Chances are, you’ve been prescribed an antibiotic at some time during your life. In fact, you might think you should be prescribed antibiotics every time you’re feeling cold or flu symptoms. Antibiotic use is widespread and as a result, infectious organisms have adapted to become more resistant to antibiotics. According to the CDC, people infected with these antimicrobial-resistant organisms are more likely to require long hospitals stays and may be more likely to die from complications of infection.
Antibiotics and You
According to the National Institutes of Health, Antibiotics do not fight infections caused by viruses. This includes colds, flu, most coughs and most sore throats. If you’ve been prescribed antibiotics when you have a cold, it’s likely been because you developed a secondary infection such as a sinus or ear infection. Every time you take antibiotics, you are increasing the chances that bacteria in your body will be able to resist the effects of antibiotics. This is why it’s especially important to avoid taking antibiotics when you don’t need them.
What You Can Do
Take measures to help reduce the development of antimicrobial-resistant organisms, sometimes referred to as super bugs for their ability to resist antibiotics.
- Take the antibiotics as prescribed by your doctor. If you don’t finish the course, you run the risk of the bacteria left in your body becoming stronger and more resistant to drugs.
- Never take someone else’s antibiotics or antibiotics left over from a previous prescription.
- Avoid the spread of germs. Take steps to avoid getting sick in the first place. Good hand washing, especially with children, is one of the best first defenses against getting sick.
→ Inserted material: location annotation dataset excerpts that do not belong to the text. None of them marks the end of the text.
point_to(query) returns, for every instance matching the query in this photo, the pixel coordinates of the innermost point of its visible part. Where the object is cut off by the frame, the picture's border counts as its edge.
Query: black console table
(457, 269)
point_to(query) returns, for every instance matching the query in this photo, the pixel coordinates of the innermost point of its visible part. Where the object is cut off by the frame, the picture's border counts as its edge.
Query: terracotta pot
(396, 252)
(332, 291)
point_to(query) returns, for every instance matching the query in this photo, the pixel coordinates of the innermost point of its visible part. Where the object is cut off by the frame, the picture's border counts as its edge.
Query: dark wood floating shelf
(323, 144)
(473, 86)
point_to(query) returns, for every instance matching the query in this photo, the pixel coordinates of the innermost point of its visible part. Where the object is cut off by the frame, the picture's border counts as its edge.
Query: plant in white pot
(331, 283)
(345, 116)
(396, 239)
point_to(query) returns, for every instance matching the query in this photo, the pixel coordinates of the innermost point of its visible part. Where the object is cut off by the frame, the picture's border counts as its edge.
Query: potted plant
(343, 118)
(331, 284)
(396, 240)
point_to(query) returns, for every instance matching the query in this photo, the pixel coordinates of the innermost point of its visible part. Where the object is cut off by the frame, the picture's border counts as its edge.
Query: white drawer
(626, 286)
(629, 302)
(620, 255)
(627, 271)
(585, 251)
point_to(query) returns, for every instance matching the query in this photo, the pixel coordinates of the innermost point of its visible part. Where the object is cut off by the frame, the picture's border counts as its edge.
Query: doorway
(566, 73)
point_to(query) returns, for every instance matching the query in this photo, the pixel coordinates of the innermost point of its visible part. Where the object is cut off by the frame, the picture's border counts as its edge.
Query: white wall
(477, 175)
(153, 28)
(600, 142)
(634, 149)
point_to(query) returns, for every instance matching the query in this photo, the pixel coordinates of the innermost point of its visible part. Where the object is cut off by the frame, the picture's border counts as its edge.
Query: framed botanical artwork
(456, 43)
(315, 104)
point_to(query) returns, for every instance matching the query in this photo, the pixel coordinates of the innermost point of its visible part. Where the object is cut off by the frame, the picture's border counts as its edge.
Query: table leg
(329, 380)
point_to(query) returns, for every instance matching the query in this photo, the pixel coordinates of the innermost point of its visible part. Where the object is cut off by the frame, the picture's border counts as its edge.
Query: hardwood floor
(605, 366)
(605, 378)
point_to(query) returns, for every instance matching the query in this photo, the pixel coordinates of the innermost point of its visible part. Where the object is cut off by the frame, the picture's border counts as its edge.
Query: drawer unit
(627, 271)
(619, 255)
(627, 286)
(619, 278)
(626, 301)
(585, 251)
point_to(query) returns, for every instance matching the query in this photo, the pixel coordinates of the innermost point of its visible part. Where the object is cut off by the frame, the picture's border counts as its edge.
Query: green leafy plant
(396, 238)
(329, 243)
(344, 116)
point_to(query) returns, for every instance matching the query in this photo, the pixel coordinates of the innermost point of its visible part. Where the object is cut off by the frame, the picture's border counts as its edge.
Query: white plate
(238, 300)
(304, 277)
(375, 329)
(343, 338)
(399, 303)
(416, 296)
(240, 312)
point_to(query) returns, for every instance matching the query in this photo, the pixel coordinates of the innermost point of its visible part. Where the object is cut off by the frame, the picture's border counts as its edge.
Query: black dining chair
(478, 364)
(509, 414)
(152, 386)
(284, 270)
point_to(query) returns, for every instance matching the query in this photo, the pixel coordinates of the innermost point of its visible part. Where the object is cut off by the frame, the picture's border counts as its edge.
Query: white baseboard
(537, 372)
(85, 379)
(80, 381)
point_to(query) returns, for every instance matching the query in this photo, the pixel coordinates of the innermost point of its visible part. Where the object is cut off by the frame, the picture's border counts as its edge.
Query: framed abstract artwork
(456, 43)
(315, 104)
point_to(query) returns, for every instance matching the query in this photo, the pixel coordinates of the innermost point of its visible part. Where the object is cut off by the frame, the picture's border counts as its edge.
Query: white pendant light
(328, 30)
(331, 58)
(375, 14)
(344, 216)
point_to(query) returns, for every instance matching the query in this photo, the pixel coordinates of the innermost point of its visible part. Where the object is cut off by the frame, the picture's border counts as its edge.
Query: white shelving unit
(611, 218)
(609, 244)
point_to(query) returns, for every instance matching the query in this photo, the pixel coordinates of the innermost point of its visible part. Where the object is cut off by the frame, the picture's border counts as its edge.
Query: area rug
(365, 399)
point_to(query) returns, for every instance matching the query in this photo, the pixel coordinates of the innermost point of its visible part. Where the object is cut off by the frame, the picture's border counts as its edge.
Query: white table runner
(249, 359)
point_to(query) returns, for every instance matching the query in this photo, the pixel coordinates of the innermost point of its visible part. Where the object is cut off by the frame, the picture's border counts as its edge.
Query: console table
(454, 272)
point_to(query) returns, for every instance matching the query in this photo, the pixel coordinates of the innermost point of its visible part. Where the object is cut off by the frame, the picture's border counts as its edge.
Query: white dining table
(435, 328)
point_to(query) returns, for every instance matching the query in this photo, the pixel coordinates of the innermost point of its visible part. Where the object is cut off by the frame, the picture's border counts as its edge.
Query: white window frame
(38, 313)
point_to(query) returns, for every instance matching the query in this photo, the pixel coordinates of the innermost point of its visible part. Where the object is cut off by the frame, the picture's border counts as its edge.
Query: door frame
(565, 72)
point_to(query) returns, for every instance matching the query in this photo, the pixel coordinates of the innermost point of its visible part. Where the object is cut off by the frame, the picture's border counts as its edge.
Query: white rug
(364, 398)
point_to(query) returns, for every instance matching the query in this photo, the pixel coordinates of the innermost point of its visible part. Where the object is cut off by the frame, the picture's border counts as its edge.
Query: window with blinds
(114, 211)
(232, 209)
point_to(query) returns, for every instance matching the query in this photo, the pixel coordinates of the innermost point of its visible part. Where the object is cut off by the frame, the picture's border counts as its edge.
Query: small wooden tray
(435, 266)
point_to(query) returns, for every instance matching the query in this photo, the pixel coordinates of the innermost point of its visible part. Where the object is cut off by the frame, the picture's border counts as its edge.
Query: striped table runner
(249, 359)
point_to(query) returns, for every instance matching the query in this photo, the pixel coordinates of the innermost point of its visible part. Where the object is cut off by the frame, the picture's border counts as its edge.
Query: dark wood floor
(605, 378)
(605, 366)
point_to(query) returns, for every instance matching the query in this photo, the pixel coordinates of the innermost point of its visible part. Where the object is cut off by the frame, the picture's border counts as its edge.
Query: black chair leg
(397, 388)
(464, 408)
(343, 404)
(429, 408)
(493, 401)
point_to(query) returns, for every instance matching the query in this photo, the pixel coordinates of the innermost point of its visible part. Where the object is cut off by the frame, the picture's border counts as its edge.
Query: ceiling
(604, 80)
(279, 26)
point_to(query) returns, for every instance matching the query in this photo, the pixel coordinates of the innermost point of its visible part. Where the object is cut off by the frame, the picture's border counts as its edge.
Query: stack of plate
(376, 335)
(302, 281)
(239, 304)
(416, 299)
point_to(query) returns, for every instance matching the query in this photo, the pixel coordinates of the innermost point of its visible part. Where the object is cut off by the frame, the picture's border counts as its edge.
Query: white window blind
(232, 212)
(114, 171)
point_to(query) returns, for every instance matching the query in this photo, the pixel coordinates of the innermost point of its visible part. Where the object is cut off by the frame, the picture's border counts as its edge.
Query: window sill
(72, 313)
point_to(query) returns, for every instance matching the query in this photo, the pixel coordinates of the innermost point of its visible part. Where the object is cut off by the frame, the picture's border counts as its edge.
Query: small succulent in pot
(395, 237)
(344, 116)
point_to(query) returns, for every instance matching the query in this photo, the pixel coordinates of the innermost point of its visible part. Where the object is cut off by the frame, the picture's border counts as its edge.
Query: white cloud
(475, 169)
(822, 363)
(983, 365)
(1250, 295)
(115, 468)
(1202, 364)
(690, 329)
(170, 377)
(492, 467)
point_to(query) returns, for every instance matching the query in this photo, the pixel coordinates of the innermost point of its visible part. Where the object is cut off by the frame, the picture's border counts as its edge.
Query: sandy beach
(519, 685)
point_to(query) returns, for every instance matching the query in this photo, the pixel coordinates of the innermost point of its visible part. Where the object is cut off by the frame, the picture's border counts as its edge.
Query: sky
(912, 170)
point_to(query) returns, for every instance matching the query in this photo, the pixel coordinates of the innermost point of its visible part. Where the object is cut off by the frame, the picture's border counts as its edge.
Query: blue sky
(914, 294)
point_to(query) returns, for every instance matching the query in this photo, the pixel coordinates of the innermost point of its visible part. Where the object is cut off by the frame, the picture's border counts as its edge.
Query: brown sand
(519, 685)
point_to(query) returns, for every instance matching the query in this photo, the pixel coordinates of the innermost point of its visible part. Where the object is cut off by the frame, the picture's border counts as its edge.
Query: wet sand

- Don’t expect antibiotics to cure viruses. Many people visit doctor’s offices asking to get medication to cure their illness. When it comes to viruses and allergies, which cause most symptoms, antibiotics won’t do anything. A virus must run its course.
Understand the Dangers
People who are infected with drug resistant bacteria often need second or third types of drugs to help kill the bacteria. These can be more more expensive, slower, and may have more side effects. These bacteria, including MRSA, are sometimes present in hospital environments but are also being seen outside of health care. As these bacteria continue to evolve and spread, it’s more important than ever to use antibiotics appropriately and only when necessary.